Solo – Kata angkringan atau sering di sebut hik (hidangan istimewa kampung) sudah tak asing lagi di telinga masyarakat Solo dan sekitarnya.
Tempat makan khas ini bahkan telah memiliki banyak penggemar. Hanya beratapkan tenda, dengan gerobak yang juga berfungsi sebagai meja. Tempat ini biasanya menjajakan kopi, teh, dan jahe dengan panganan (makanan ringan) gorengan, aneka macam sate dari keong, ayam, ampela ati, telur puyuh dan nasi bungkus yang dikenal dengan sebutan sego kucing (nasi kucing).
Disebut demikian karena memang porsinya mirip dengan porsi makan kucing. Nasi bungkus yang hanya berukuran sekepalan tangan dengan lauk ikan, gudeg, atau suwiran ayam serta sambal, atau oseng sayur.
Para pelanggannya pun akan duduk di bangku yang mengelilingi gerobak dan memilih makanan sesuai selera mereka. Berdasarkan info yang dikumpulkan Timlo.net, dulunya angkringan adalah tempat makan bagi para pekerja kasar yang bekerja hingga larut malam, seperti tukang becak, pedagang, hingga kuli panggul di sekitar kota.
Namun berbeda dengan keadaan yang sekarang dapat dilihat, saat ini angkringan telah menjadi bagian dari keseharian bagi masyarakat Solo, khususnya kaum muda. Bahkan banyak juga pembeli yang berasal dari kalangan menengah ke atas. Makan di angkringan pun menjadi sebuah trend tersendiri.
Suasana angkringan yang memang lain dari pada yang lain adalah salah satu daya tarik bagi pelanggan. Seperti halnya Wendy sesorang pembeli.
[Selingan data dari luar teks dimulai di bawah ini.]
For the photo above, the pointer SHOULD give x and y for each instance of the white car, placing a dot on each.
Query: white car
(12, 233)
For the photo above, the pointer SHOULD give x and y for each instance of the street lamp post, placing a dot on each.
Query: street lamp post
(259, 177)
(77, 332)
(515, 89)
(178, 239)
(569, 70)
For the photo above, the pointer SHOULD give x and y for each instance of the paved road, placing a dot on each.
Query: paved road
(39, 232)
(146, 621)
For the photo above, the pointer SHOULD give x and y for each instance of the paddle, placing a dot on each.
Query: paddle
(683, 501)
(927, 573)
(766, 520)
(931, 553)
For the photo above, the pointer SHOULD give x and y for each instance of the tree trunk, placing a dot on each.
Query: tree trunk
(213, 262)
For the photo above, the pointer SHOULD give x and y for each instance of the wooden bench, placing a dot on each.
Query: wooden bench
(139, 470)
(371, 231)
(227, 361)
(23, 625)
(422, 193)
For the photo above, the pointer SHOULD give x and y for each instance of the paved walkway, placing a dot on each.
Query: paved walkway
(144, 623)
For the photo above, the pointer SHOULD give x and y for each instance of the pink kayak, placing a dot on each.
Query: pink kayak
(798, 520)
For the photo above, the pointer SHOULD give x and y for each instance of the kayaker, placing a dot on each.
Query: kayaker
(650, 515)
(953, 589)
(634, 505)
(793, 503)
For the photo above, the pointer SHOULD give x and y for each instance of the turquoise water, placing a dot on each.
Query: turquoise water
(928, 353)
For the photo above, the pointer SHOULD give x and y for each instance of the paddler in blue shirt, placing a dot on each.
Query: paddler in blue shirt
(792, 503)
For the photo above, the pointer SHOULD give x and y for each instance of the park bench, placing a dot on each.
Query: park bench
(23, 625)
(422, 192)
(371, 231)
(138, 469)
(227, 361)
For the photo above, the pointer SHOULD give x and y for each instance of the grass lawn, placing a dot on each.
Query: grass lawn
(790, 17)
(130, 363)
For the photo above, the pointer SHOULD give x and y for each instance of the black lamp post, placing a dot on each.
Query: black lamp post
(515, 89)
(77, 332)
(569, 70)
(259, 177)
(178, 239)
Alasan dia makan di angkringan yang utama bukanlah harga yang murah, namun yang ia cari adalah suasana khas angkringan yang tidak dapat ditemukan di manapun.
Ini yang membuat dia dan kawan-kawannya selalu kembali datang untuk sekedar bercengkrama sambil menikmati teh kental, atau jahe panas, setelah jalan-jalan atau beraktifitas. "Kami disini sering kumpul kumpul, selain bisa ngobrol lama, nyaman, tur murah." ungkapnya.